Ahh.. ok.. so what you are saying is that when they say you can pick them up at the foundry I have to drive to India?  Gah...  

I do find it interesting that they don't mention it, but I did find a made in India on a third party sales page.


----------



## Uncle Bob (Sep 16, 2011)

frank said:
			
		

> Ahh.. ok.. so what you are saying is that when they say you can pick them up at the foundry I have to drive to India?  Gah...



*Maca is an Industrial Foundry in Utah....Cast iron pots are only a portion of their business...So Ahhhh!!! YES! You can pick up a pot at their "Foundry" in Utah....that was cast(made) in India!!!! Ahhhhh! Got it now????*




			
				frank said:
			
		

> I do find it interesting that they don't mention it, but I did find a made in India on a third party sales page.



*A lot of manufacturers don't want to "advertize" their product was/is Made In India, China, etc....Lodge Manufacturing in South Pittsburg Tenn. is the only American...Made in the USA....company producing cast iron....Their enameled ware is however made in ...China, Taiwan or somewhere...  *


----------



## FrankZ (Sep 16, 2011)

I do find it disappointing that the way their site reads it sounds like they made furnace linings, starting doing dutch ovens and all the magic happens in that state of the art facility in Utah.  

And they want a fortune to ship the thing to ya as well.

Gah I say gah.


----------



## Uncle Bob (Sep 17, 2011)

Bill Manning said:


> Well that's a disappointment..  Thanks for the heads up,  you saved me some dollars.  Guess will just have to make do with my Lodges...



*Bill...
As you may have discovered reviews of MACA ovens are few and far between ... I called a guy this morning whose opinion I trust ~~ If volume is what you're looking for, then the larger sizes 17" & 22" are what you're looking for. The larger ovals work well for turkeys, etc. ~~ They are somewhat heavier/thicker than say Lodge...More mass means more heat retention. This can be a pro or con....depending on your point of view/use...There are those that love them... and those who are detractors/critics. One guy had to order three times to get one with a tight fitting lid.  ~~ With only 1 Distributor (Chuck Wagon Supply in Idaho?) and the Home Office in Utah...Cost of shipping (UPS/Fed-X) can be somewhat of a factor/prohibitive for say a 40 Lb. oven to Kentucky! ~~ If you choose to go this route be sure to check the oven for any flaws, lid wobble etc....Obviously you would want to do this with with anything being bought sight unseen...even a Lodge! HTH!! 

Fun & Good Cooking!*


----------



## Chief Longwind Of The North (Sep 17, 2011)

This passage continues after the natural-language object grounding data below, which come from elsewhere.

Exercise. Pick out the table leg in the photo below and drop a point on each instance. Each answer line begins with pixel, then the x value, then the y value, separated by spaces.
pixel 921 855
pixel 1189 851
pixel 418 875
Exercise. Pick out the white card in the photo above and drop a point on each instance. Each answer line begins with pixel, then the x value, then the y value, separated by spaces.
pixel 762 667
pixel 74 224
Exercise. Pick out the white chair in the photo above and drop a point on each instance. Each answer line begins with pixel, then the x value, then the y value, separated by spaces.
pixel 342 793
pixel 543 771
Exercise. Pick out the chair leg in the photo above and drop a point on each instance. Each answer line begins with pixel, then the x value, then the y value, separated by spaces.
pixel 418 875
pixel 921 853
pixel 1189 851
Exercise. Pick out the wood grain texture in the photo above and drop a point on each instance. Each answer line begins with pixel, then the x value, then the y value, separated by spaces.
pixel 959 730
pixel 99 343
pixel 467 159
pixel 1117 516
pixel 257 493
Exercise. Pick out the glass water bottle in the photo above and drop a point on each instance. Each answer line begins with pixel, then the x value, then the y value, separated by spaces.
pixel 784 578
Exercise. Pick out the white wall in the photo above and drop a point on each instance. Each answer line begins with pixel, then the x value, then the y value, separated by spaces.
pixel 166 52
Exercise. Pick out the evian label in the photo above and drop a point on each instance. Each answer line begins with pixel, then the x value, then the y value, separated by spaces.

I long for the days of quality, USA made products.  Griswold made the finest cast iron in the industry, followed by Wagner, then Lodge.  Lodge is the only cast-iron pan maker still in operation here in the USA.

I find it interesting that some of the Asian companies make so many really fine products, Yamaha music, and motorcycles, Fine ceramics and china from China, extaordinary cutlery from Japan, Electronics from Japan and Korea.  And yet, many of the products made for the U.S. market, especially the stuff that was once made in the U.S. and is now farmed out to Asian companies, is substandard.

Again I say what I've always said; there are great people, and very bad people in every country, in every culture.  There are people who are concerned about morality, and craftsmanship, and there are people who want to cut corners to maximize profits, even if it makes the product unsafe, or unusable.

Did you know that the el-cheapo Ginsu knife was created in the U.S.A., and tagged with the Ginsu name because it sounded Japanese?  The Japanese are renowned for making fine cutlery.  It's a Samurai tradition.

Seeeeeeya; Goodweed of the North


----------



## Uncle Bob (Sep 18, 2011)

Goodweed said:
			
		

> Again I say what I've always said; there are great people, and very bad  people in every country, in every culture.  There are people who are  concerned about morality, and craftsmanship, and there are people who  want to cut corners to maximize profits, even if it makes the product  unsafe, or unusable.



As usual GW, you are spot on my old friend. ~~ Seems we are living a 'culture of mediocrity' ..where going the extra mile, investing in the time, and having enough (self) pride/respect to produce an excellent product ..or food....is the norm! ~ Profits do seem to be a driving force as well......


----------



## CampfireCowboy (Mar 24, 2013)

Refreshing to meet others who only buy USA!


----------